「…アリスよ。しかしこの国でお主はどっちつかずの存在である。嫌な気はしないか?自分をアリスだと認めてくれるならそうしたいとは思わぬか?」
「そうね…やっぱり中途半端はいやだわ!」
だが、名前以外に自らを証明させる物は何もない。チェシャ猫と一度そのような話をしたことがあるが結局はっきりとした結論はでないままだった。
「ならば、一つ方法がある。」
さっきからフィッソンがひとりで話している中、エヴェリンは気まずい表情を浮かべ目線を反らしている。
「なあに?」
「…決して楽な道ではないぞ?」
「ええ、構わないわ!」
アリスの覚悟はできていた。少し間を置いて真剣な面持ちで言った。
「この先に淘汰の国の女王がいる。そやつをお主が倒すのだ。」
「え、倒すって?私が!?」
アリスは素っ頓狂な声をあげた。突然知らない人を倒せと言われているようなものなのだから。
「そんなの無理よ!できないわ!!」
「…いきなり言われたらそうなるでしょうね…。」
しかし構わずフィッソンは今度は笑顔だ。人を不安にしかさせない笑顔だ。
「まあなーに、会えばなんとなくそうしたくなるであろう!我もうかつに下手な事は言えぬからな。」
「………………。」
人物像も知らない人を実際会ったからといってそうなるものかとアリスは目の前の人物をどう思えばいいのかわからないで疑いの目しか向けられない。それに
「海……しか見えないじゃない。」
周り一面海だ。
「どこにいるの?」
「海の彼方だ。」
「…そう!なら船は!?」
「そんなのないです…」
「……………。」
アリスはどうしていいかわからず混乱している。だが目の前には海など手慣れたウミガメもどきがいた!
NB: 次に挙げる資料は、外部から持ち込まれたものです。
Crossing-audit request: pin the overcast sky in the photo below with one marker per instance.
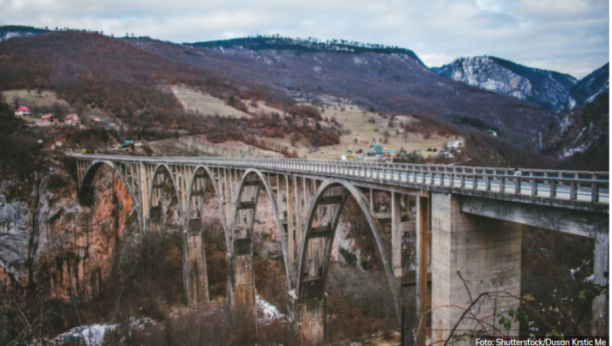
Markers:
(570, 36)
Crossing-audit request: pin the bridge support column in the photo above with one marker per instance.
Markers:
(487, 253)
(241, 275)
(600, 303)
(309, 319)
(194, 265)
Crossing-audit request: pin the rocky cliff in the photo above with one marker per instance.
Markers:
(549, 89)
(58, 243)
(587, 89)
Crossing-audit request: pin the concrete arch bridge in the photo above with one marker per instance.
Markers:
(466, 219)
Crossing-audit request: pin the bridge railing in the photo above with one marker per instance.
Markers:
(564, 185)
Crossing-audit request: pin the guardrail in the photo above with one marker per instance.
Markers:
(562, 185)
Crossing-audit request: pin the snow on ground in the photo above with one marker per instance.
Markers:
(267, 313)
(93, 334)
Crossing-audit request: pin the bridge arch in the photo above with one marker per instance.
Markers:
(262, 181)
(85, 190)
(162, 170)
(309, 287)
(190, 194)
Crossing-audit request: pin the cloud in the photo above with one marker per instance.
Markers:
(570, 36)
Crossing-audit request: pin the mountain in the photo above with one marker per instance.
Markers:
(131, 79)
(386, 79)
(581, 137)
(548, 89)
(589, 87)
(8, 31)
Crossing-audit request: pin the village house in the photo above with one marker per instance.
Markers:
(454, 144)
(23, 111)
(48, 119)
(72, 119)
(391, 153)
(376, 149)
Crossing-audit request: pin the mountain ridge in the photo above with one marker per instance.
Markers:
(549, 89)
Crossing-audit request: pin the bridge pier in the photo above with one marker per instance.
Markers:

「ウミガメさん!貴方なら私を乗せて泳いでいけるんじゃあ…!」
「何言ってるんですか!?無理です無茶です無謀です!沈みます!!」
「…さすがもどきね…」
「そうじゃな」
アリスの辛辣な言葉とフィッソンの悪気ない独り言に残念なウミガメは「ひえぇ」としまいには涙を浮かべていた。